There is a confusing range of options. This page explains some of the different kinds of emergency beacons. If you are just looking to borrow an emergency beacon for a week, you can get a SPOT from the club.
SPOT and DeLorme are two companies that over a variety of emergency beacons. In addition to being able to call for help in an emergency, they feature tracking modes and communication (sending messages to pre-defined recipients). Some of them can even be used for navigation. The simpler of the devices simply feature a small number of buttons that send (in part customizable) messages, such as "I am OK", "I need some kind of help, but not search and rescue" and "call search and rescue". See SPOT for more details on how to use those.
On a technical side, SPOT and DeLorme use commercial satellites, which are not free to use. Even if you are just intending to use your SPOT as an emergency beacon (and not for your friends to track where you are), you will still have to pay monthly a subscription, which starts at about $10.
SPOT uses the Globalstar satellite constellation, which offers coverage in almost all of North America and most parts of the world, but most noticeably not at the poles . DeLorme uses the Iridium satellite constellation, which offers true global coverage. Iridium satellites, unlike Globalstar, have inter-satellite links and are able to forward messages from the satellite above your head to a satellite connected to an Iridium ground station. With Globalstar, you only have connectivity when the satellite above your head has direct connectivity to a Globalstar ground station. For this reason, depending on your location DeLorme may be more reliable in getting your message through quickly (or at all).
EPIRB / PLB
Besides the commercial infrastructure that SPOT and DeLorme use, there is a satellite network called Cospas-Sarsat, which is explicitly for Search and Rescue. It seems many products are targeted at aircrafts and ships, but some of them, the Personal Locator Beacon (PLB) come in a backcountry friendly size -- some weigh only 160g including batteries. They are not meant to let your loved one know that you are doing great, or that you'll be late for dinner, but to contact Search and Rescue in an emergency.

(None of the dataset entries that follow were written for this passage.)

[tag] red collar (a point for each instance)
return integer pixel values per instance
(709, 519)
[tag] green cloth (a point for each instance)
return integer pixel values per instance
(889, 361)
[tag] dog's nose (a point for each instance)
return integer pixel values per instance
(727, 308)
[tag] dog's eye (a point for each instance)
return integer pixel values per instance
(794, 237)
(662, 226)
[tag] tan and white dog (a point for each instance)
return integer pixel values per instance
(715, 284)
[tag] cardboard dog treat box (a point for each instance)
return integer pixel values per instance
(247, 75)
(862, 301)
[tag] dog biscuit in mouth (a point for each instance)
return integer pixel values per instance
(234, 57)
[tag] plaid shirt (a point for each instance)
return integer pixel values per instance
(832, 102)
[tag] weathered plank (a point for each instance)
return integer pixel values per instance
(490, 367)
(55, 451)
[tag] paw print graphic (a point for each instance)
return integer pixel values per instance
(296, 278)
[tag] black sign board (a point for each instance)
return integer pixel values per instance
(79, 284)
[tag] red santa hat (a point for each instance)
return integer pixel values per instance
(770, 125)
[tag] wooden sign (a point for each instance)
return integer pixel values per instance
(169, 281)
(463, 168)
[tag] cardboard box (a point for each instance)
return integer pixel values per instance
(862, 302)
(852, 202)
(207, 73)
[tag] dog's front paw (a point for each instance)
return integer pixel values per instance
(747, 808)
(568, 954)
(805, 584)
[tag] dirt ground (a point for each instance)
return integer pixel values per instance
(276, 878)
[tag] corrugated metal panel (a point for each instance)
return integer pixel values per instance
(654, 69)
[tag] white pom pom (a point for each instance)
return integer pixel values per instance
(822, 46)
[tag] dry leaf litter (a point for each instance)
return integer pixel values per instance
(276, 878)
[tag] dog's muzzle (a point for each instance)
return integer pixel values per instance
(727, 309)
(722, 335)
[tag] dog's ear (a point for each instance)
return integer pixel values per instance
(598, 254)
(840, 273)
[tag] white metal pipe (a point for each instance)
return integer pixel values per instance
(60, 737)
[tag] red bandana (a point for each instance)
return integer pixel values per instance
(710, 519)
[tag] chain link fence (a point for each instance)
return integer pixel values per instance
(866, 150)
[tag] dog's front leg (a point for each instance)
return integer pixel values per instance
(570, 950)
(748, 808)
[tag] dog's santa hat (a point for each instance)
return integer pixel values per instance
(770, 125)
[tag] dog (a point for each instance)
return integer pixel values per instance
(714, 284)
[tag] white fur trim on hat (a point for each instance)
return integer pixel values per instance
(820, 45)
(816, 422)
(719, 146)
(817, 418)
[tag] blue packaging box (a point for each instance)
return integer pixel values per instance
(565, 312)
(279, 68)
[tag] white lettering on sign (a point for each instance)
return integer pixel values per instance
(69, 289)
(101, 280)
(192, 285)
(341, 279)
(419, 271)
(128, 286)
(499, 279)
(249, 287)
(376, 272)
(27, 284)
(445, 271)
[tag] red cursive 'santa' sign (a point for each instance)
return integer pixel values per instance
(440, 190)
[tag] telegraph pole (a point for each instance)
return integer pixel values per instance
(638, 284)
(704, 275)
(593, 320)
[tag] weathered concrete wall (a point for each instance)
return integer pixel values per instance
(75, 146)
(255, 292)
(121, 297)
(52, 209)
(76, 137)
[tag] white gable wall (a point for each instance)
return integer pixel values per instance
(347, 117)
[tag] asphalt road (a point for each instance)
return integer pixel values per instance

Since these devices don't use commercial satellites, you don't need a monthly subscription. You will need to send in the device after 5-7 years though, to replace the battery (at a charge). Why don't they just simply utilize AAA batteries? I am not sure. Probably because they were primarily designed for maritime users where you don't want to risk the seal to break and your device to fail.
There has been some discussion on the VOC message board which of the solutions is better -- a SPOT-like device or a PLB. The consensus seems to be that PLB can be a bit more reliable, but that the ability to send custom messages with a SPOT is useful in some cases (e.g. send a message "We are unable to exit on our own, but not in a life threatening situation.", such that SAR can wait for better weather to rescue you).